Think of a GSI as just another key that behaves almost exactly like the primary key (the main differences being that it is updated asynchronously, and you can only perform eventually consistent reads on GSIs).
Please refer to the Amazon DynamoDB Global Secondary Index documentation page for guidelines and best practices when creating GSIs: http://docs.aws.amazon.com/amazondynamodb/latest/developerguide/GSI.html
One possible way to achieve what you want would be to have a dummy attribute constrained to a finite, small set of possible values, create a GSI with hash key on that dummy attribute and range key on your timestamp. When querying, you would need to issue one Query API call for each possible value on your dummy hash key attribute, and then consolidate the results on your application. By constraining the dummy attribute to a singleton (i.e., a Set with a single element, i.e., a constant value), you can send only one Query API call and you get your result dataset directly -- but keep in mind that this will cause you problems related to hot partitions and you might have performance issues! Again, refer to the document linked above to learn the best practices and some patterns.

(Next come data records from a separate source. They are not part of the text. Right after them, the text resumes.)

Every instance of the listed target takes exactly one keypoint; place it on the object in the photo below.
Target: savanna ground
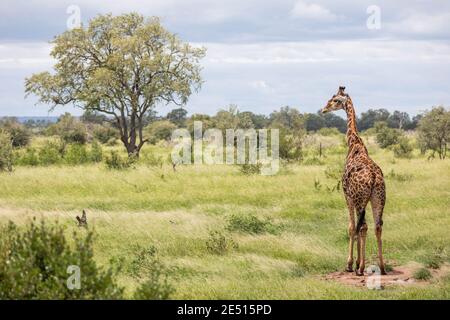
(298, 238)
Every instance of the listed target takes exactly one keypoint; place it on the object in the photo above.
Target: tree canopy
(121, 66)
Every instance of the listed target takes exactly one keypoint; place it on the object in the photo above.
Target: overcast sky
(262, 54)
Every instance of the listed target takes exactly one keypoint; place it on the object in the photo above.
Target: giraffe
(362, 182)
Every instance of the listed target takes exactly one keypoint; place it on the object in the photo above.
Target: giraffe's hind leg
(351, 234)
(377, 202)
(361, 230)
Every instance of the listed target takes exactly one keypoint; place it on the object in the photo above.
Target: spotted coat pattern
(362, 182)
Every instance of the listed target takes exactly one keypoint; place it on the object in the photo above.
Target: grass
(175, 213)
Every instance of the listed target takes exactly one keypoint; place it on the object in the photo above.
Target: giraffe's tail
(361, 219)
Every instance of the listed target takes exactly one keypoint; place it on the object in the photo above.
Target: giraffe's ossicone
(362, 182)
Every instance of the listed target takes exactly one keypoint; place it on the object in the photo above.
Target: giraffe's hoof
(359, 273)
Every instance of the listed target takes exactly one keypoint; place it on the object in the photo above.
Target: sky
(261, 55)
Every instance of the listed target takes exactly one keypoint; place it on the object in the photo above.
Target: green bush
(401, 177)
(250, 224)
(27, 158)
(218, 243)
(19, 134)
(115, 161)
(76, 154)
(156, 285)
(35, 264)
(104, 133)
(6, 152)
(249, 169)
(50, 153)
(403, 149)
(386, 136)
(152, 160)
(160, 130)
(96, 153)
(329, 132)
(291, 144)
(69, 129)
(422, 274)
(312, 161)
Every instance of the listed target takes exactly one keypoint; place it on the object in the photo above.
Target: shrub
(401, 177)
(329, 132)
(160, 130)
(50, 153)
(291, 144)
(27, 158)
(403, 149)
(69, 129)
(249, 169)
(96, 153)
(104, 133)
(250, 224)
(76, 154)
(6, 152)
(434, 131)
(19, 134)
(34, 264)
(156, 285)
(152, 160)
(218, 243)
(386, 136)
(115, 161)
(312, 161)
(422, 274)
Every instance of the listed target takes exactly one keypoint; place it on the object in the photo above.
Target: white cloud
(23, 55)
(422, 24)
(312, 11)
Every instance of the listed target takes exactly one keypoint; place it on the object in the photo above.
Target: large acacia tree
(121, 66)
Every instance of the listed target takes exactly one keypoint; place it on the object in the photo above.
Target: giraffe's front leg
(362, 247)
(351, 234)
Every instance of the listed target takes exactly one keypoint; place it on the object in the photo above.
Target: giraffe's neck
(353, 138)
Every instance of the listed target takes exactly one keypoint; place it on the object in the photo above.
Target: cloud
(312, 11)
(422, 24)
(25, 55)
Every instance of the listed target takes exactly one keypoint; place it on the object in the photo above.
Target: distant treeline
(286, 116)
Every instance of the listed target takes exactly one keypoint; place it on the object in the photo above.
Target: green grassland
(298, 237)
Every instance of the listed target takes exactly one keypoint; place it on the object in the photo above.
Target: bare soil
(400, 275)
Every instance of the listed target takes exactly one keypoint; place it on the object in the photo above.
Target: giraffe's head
(337, 101)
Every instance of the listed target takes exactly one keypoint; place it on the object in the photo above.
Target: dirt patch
(400, 275)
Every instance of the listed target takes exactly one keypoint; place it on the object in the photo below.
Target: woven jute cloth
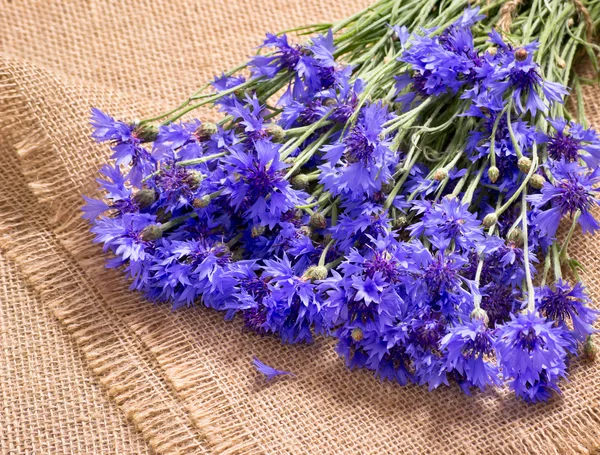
(86, 366)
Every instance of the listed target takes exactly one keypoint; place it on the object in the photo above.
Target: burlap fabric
(88, 367)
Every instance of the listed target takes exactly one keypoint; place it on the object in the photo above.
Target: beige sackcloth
(86, 366)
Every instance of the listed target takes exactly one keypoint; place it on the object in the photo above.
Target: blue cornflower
(498, 301)
(532, 353)
(441, 64)
(256, 185)
(450, 221)
(124, 235)
(566, 306)
(126, 145)
(268, 371)
(360, 162)
(179, 140)
(573, 191)
(359, 226)
(295, 305)
(570, 139)
(467, 346)
(120, 197)
(520, 77)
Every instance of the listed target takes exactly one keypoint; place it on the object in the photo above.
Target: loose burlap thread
(81, 354)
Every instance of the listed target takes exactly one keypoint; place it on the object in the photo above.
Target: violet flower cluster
(324, 214)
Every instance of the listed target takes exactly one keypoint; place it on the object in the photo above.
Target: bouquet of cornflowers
(397, 181)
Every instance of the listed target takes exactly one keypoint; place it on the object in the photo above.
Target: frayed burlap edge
(40, 242)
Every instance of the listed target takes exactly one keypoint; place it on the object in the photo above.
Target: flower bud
(316, 272)
(151, 232)
(205, 131)
(387, 187)
(257, 231)
(145, 198)
(162, 215)
(516, 236)
(537, 181)
(440, 174)
(481, 315)
(194, 179)
(201, 202)
(300, 182)
(493, 174)
(521, 54)
(276, 131)
(490, 219)
(492, 50)
(357, 334)
(305, 230)
(401, 221)
(318, 221)
(145, 133)
(524, 164)
(589, 349)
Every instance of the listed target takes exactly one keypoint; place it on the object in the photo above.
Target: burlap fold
(184, 379)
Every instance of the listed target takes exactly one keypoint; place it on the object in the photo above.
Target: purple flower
(568, 306)
(450, 221)
(123, 235)
(126, 145)
(532, 352)
(569, 139)
(295, 305)
(178, 140)
(468, 346)
(358, 164)
(268, 371)
(256, 185)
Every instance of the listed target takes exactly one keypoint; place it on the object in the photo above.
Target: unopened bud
(524, 164)
(201, 202)
(521, 54)
(194, 179)
(480, 314)
(316, 272)
(537, 181)
(516, 236)
(300, 182)
(387, 187)
(490, 219)
(357, 334)
(493, 174)
(257, 231)
(401, 221)
(318, 221)
(305, 230)
(276, 131)
(206, 130)
(151, 232)
(145, 133)
(162, 215)
(589, 349)
(440, 175)
(145, 198)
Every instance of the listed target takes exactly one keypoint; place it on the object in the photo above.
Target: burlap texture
(80, 353)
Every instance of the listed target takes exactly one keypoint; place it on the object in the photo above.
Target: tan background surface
(88, 367)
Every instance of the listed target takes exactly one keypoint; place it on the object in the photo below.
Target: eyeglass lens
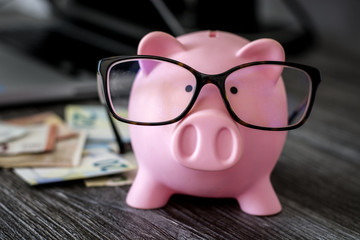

It is possible to query DynamoDb with only the GSI; could be confirmed by going to the web interaface Query/Index.
Programatically the way it is done is as following:
DynamoDB dynamoDB = new DynamoDB(new AmazonDynamoDBClient(
new ProfileCredentialsProvider()));
Table table = dynamoDB.getTable("WeatherData");
Index index = table.getIndex("PrecipIndex");
QuerySpec spec = new QuerySpec()
.withKeyConditionExpression("#d = :v_date and Precipitation = :v_precip")
.withNameMap(new NameMap()
.with("#d", "Date"))
.withValueMap(new ValueMap()
.withString(":v_date","2013-08-10")
.withNumber(":v_precip",0));
ItemCollection<QueryOutcome> items = index.query(spec);
Iterator<Item> iter = items.iterator();
while (iter.hasNext()) {
System.out.println(iter.next().toJSONPretty());
}
http://docs.aws.amazon.com/amazondynamodb/latest/developerguide/GSIJavaDocumentAPI.html#GSIJavaDocumentAPI.QueryAnIndex
For doing it with DynamoDBMapper see: How to query a Dynamo DB having a GSI with only hashKeys using DynamoDBMapper
Here is how you can query in java with only GSI
Map<String, AttributeValue> eav = new HashMap<String, AttributeValue>();
eav.put(":val1", new AttributeValue().withS("PROCESSED"));
DynamoDBQueryExpression<Package> queryExpression = new DynamoDBQueryExpression<Package>()
.withIndexName("<your globalsecondaryindex key name>")
.withKeyConditionExpression("your_gsi_column_name= :val1").
withExpressionAttributeValues(eav).withConsistentRead(false).withLimit(2);
QueryResultPage<T> scanPage = dbMapper.queryPage(T.class, queryExpression);
While this is not the correct answer per say, could you possible accomplish this with a scan vs. a query? It's much more expensive, but could be a solution.